Assessing Cadmium Stress Resilience in Myrtle Genotypes Using Machine Learning Predictive Models: A Comparative In Vitro Analysis


Creative Commons License

Tütüncü M., Isak M. A., İzgü T., DÖNMEZ D., AKA KAÇAR Y., ŞİMŞEK Ö.

Horticulturae, cilt.10, sa.6, 2024 (SCI-Expanded) identifier

  • Yayın Türü: Makale / Tam Makale
  • Cilt numarası: 10 Sayı: 6
  • Basım Tarihi: 2024
  • Doi Numarası: 10.3390/horticulturae10060542
  • Dergi Adı: Horticulturae
  • Derginin Tarandığı İndeksler: Science Citation Index Expanded (SCI-EXPANDED), Scopus, Agricultural & Environmental Science Database, BIOSIS, CAB Abstracts, Food Science & Technology Abstracts, Directory of Open Access Journals
  • Anahtar Kelimeler: artificial intelligence in horticulture, genotypic variation, heavy metal tolerance, plant stress, toxic metal accumulation
  • Çukurova Üniversitesi Adresli: Evet

Özet

This study investigated the effects of cadmium (Cd) stress on the micropropagation and rooting dynamics of two myrtle (Myrtus communis L.) genotypes with different fruit colors under controlled in vitro conditions. We evaluated the response of these genotypes to varying concentrations of Cd (0, 100, 200, 300, 400, and 500 µM) to determine dose-dependent effects on plantlet multiplication and root formation. Our results demonstrate that the white-fruited (WF) genotype exhibits greater resilience than the black-fruited (BF) genotype across all concentrations, maintaining higher multiplication rates and shoot heights. For instance, the multiplication rate at 100 µM Cd was highest for WF at 6.73, whereas BF showed the lowest rate of 1.94 at 500 µM. Similarly, increasing Cd levels significantly impaired root length and the number of roots for both genotypes, illustrating the detrimental impact of Cd on root system development. Additionally, this study incorporated machine learning (ML) models to predict growth outcomes.
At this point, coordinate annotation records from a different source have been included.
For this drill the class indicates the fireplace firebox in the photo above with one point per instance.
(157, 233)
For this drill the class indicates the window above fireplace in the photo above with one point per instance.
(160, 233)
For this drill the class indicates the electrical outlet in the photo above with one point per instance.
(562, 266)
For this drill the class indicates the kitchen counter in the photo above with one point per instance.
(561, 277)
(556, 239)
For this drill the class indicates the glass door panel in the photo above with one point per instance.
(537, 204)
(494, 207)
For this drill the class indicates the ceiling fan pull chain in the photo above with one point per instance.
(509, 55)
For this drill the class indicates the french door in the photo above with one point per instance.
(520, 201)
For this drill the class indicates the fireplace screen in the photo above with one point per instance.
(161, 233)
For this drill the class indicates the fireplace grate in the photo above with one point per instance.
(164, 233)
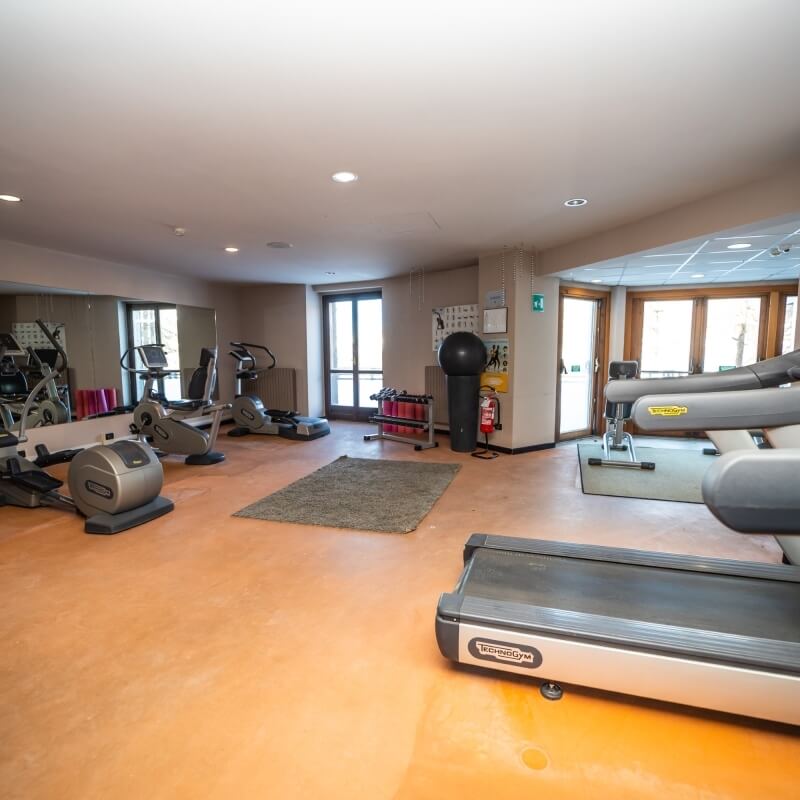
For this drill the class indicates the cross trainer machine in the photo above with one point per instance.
(616, 438)
(249, 412)
(165, 421)
(115, 486)
(710, 633)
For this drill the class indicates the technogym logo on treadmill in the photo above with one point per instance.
(667, 411)
(99, 489)
(505, 653)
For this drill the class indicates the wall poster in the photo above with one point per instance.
(498, 359)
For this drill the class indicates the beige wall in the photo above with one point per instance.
(407, 334)
(528, 409)
(314, 354)
(761, 200)
(21, 263)
(92, 335)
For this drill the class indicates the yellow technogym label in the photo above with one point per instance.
(667, 411)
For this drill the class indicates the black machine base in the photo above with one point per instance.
(116, 523)
(205, 459)
(551, 691)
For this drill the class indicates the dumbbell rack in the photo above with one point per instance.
(383, 419)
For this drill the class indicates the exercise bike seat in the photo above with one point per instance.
(32, 480)
(184, 405)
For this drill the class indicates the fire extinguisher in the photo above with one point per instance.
(489, 420)
(488, 406)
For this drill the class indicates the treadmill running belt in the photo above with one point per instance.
(710, 602)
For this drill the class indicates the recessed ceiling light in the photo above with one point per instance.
(344, 177)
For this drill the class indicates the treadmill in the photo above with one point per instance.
(710, 633)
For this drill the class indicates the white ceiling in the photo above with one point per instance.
(468, 123)
(708, 259)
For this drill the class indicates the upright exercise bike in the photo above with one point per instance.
(45, 407)
(164, 421)
(249, 412)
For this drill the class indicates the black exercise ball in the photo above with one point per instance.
(462, 353)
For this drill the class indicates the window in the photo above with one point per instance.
(155, 324)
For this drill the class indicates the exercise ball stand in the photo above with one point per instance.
(462, 356)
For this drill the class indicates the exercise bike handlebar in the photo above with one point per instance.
(50, 375)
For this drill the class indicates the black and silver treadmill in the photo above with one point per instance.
(710, 633)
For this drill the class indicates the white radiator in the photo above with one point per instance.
(436, 385)
(277, 388)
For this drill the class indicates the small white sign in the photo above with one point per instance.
(495, 320)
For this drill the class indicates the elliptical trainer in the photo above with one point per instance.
(115, 486)
(164, 421)
(47, 407)
(249, 412)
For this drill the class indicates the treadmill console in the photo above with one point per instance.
(153, 356)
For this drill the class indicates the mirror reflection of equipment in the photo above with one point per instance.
(165, 422)
(115, 486)
(249, 412)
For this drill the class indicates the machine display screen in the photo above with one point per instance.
(152, 356)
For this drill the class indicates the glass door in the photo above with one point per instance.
(788, 326)
(353, 353)
(581, 338)
(155, 324)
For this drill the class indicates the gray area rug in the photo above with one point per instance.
(361, 493)
(678, 474)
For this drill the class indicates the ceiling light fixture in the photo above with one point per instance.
(344, 177)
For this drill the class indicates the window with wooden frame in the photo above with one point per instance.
(583, 334)
(689, 331)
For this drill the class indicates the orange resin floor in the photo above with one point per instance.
(207, 656)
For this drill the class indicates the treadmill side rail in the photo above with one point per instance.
(625, 555)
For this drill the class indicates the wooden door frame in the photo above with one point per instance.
(601, 348)
(343, 412)
(769, 330)
(778, 298)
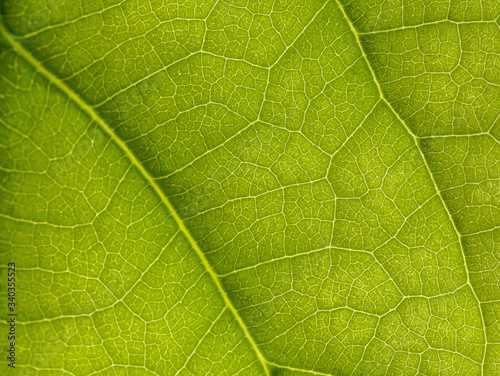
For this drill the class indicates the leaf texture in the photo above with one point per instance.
(252, 188)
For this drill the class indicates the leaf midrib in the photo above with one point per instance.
(91, 111)
(151, 181)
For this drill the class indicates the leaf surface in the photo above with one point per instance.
(252, 188)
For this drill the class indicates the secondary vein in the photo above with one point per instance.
(151, 181)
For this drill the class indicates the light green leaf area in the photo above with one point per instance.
(236, 187)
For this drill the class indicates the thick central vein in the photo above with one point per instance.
(151, 181)
(413, 135)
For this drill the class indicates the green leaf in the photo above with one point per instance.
(232, 187)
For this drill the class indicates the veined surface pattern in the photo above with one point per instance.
(252, 188)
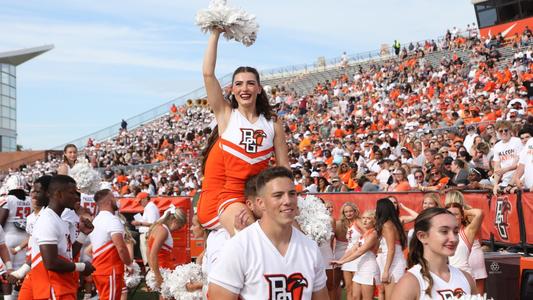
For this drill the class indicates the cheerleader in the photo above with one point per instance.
(350, 221)
(160, 242)
(476, 260)
(392, 241)
(365, 257)
(467, 234)
(430, 276)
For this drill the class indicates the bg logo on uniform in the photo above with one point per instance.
(251, 139)
(283, 287)
(502, 210)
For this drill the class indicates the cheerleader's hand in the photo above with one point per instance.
(385, 277)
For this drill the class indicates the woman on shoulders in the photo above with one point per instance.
(249, 132)
(430, 276)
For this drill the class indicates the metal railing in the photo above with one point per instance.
(270, 74)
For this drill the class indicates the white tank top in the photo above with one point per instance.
(454, 288)
(462, 253)
(352, 235)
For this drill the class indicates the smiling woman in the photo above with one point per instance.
(249, 133)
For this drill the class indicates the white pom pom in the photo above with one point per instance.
(87, 179)
(236, 23)
(174, 285)
(150, 279)
(134, 278)
(314, 219)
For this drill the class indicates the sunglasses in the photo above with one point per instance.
(506, 130)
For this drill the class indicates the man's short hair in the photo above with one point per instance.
(270, 174)
(249, 187)
(59, 182)
(101, 194)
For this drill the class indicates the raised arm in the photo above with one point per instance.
(280, 145)
(476, 217)
(215, 98)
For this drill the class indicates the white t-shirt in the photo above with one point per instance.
(105, 225)
(87, 201)
(51, 229)
(18, 209)
(526, 159)
(507, 154)
(458, 283)
(250, 266)
(150, 214)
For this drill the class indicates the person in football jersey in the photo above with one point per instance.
(430, 276)
(53, 269)
(110, 253)
(249, 136)
(39, 198)
(14, 209)
(150, 216)
(275, 260)
(70, 156)
(160, 241)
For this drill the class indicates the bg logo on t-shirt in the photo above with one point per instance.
(251, 139)
(450, 295)
(281, 287)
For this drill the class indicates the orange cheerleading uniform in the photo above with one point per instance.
(212, 184)
(246, 149)
(108, 276)
(165, 256)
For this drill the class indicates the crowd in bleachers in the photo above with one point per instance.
(398, 125)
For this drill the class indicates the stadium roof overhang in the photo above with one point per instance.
(18, 57)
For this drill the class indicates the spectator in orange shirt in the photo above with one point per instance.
(400, 183)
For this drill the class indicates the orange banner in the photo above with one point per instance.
(527, 207)
(504, 219)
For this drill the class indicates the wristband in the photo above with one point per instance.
(82, 237)
(21, 272)
(80, 267)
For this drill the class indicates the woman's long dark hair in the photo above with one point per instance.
(262, 105)
(385, 211)
(416, 249)
(213, 137)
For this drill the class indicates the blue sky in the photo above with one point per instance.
(115, 59)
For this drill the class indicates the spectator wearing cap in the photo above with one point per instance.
(150, 216)
(366, 182)
(469, 138)
(460, 177)
(384, 174)
(420, 179)
(336, 186)
(477, 180)
(322, 184)
(506, 155)
(436, 181)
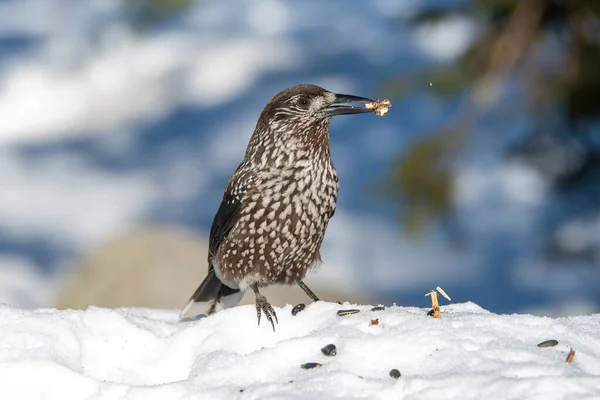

The multilayer perceptron (MLP) model, including random forest (RF) and XGBoost, was used to analyze the data. The MLP model performed notably well, demonstrating the potential of advanced computational tools in accurately predicting plant responses to environmental stress. For example, the MLP model accurately predicted shoot height with an R2 value of 0.87 and root length with an R2 of 0.99, indicating high predictive accuracy. Overall, our findings provide significant insights into the genotypic differences in Cd tolerance and the utility of ML models in plant science. These results underscore the importance of developing targeted strategies to enhance plant resilience in contaminated environments.